Posted Dec 04 2010 3:14pm

One thing depression has taught me is how to be more compassionate and to have empathy for others.  It's so easy to get sucked into your own little world when you're depressed, but in doing so it only makes your depression worse.  When I volunteer, donate money, or go to meetings regarding issues I feel strongly about I always feel better about myself afterwards.   As a result, it helps to diminish those intense feelings of sadness inside of me if only for a little while. 

The holidays make it easier for people to become more involved in their communities and that's a good thing.  Whether it's by dropping money into the red kettles the Salvation Army has located at nearly every store you go to, or by "adopting" a family for Christmas in which you buy items that so many of us take for granted such as soap, socks, towels, food, blankets, etc.  There are also programs such as Toys for Tots , run by the U.S. Marine Corp, or "Coats for Kids" in which you can donate coats, hats, mittens, gloves, etc. to those who truly need them.

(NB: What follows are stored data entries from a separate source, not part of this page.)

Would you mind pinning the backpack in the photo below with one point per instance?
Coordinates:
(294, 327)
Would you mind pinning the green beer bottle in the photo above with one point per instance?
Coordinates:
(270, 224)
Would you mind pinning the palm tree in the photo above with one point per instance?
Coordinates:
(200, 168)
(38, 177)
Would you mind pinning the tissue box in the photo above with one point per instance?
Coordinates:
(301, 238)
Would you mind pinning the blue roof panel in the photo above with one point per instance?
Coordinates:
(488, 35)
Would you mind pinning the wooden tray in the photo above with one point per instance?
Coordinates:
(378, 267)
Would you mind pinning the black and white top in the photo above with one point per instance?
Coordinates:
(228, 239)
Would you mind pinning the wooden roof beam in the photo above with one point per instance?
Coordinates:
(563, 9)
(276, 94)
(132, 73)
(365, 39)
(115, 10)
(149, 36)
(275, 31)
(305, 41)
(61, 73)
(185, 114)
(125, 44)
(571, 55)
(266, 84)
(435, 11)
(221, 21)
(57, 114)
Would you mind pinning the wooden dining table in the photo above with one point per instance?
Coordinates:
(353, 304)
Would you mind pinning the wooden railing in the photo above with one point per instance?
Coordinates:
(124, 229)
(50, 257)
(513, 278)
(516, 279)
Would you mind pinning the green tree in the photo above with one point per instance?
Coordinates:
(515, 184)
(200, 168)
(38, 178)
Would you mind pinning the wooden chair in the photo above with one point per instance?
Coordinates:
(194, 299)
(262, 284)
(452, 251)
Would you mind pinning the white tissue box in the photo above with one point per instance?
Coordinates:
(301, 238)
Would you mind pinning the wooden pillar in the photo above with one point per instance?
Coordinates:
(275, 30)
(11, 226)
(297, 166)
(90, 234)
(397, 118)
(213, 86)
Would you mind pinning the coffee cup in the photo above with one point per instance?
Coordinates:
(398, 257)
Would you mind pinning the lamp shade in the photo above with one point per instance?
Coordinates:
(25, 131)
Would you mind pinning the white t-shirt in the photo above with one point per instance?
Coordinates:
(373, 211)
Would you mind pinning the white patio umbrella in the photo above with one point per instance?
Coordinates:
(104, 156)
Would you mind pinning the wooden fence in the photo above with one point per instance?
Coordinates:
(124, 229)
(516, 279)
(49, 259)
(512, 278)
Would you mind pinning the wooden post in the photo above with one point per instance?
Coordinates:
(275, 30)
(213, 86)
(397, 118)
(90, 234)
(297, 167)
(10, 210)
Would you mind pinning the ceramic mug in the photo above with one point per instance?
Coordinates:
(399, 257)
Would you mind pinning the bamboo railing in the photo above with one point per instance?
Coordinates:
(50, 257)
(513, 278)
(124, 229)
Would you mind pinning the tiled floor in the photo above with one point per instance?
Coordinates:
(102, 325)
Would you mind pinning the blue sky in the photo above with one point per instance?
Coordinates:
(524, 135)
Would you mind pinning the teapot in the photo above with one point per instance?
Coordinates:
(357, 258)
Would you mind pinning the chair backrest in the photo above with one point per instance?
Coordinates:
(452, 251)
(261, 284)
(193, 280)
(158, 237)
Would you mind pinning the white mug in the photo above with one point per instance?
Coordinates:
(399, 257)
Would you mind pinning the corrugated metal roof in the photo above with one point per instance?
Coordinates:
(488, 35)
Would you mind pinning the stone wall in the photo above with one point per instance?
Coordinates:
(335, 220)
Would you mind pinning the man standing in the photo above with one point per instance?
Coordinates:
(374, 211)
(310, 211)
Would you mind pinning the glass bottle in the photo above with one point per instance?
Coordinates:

Yes, there are many ways in which you can do you share - regardless of how much you can afford... because every dollar matters.  What I would like to see is this type of generosity continued on throughout the year.   If we just take a moment and look at what we have,  know that there are others out there that have less than you.  I often donate to causes I believe in - and I wish I could donate to all, but let's get real - that's not gonna happen.  I don't send a lot - but I send what I can.  After all - isn't that why we're here?  Isn't life about how we treat others?  There is just too much hatred in the world, but if I can do my part - no matter how small, I know it will still make a difference.  That is what depression has helped to teach me - that life isn't about how much we can accumulate or how we can "one up" the next person... it's about showing kindness and compassion.  And if that's NOT what life is about then I really don't know why we're here. 

Remember, you don't have to buy anything or give money to make a difference - because let's face it - times are tough for everyone right now - and I mean EVERYONE.  Up until recently I volunteered at a domestic violence shelter for about two years.  I chose to volunteer there because of my own history of physical abuse when I was growing up.  I understood the "cycle of violence" and all about the " Power and Control Wheel ", which the shelter (and any abuse shelter) teaches.  Every time I left my "shift" I felt good about myself... it took me away from my own self-absorption in order to be there for someone else who was suffering worse than I was (or suffering in a different way).  I enjoyed interacting with the children and being able to put a smile on their face.  It made me feel good to be able to comfort the residents who just needed someone to talk to.  I would still be volunteering there today had it not been for my latest breakdown.  But it got to the point where I wasn't able to help in a way that I felt was acceptable.  Just to be there but not engaged wasn't fair to them. 

However, as I slowly recover I'm able to start becoming involved again in issues that I'm passionate about and it feels wonderful!  Next week I'll be attending an informational meeting regarding LGBT rights.  I believe in equality for all human beings.  Like the saying goes... "I'm straight, but not narrow!"  It's a start at least.  I don't know HOW involved I'll be able to become knowing that I'm still "on the mend", but I plan on just taking one day at a time...  Whatever is meant to be will be...

In conclusion, I'm grateful that there are program that emerge during the holidays to help the less fortunate, but it's not just during the holidays when they're in need of help.  That's what people need to remember.  Without a doubt, the spirit of the holiday season definitely brings out the best in everybody... SO... my wish this holiday is for people to understand this and to become involved after all the lights and decorations are taken down and put away... and when the routines of our daily lives take over once again.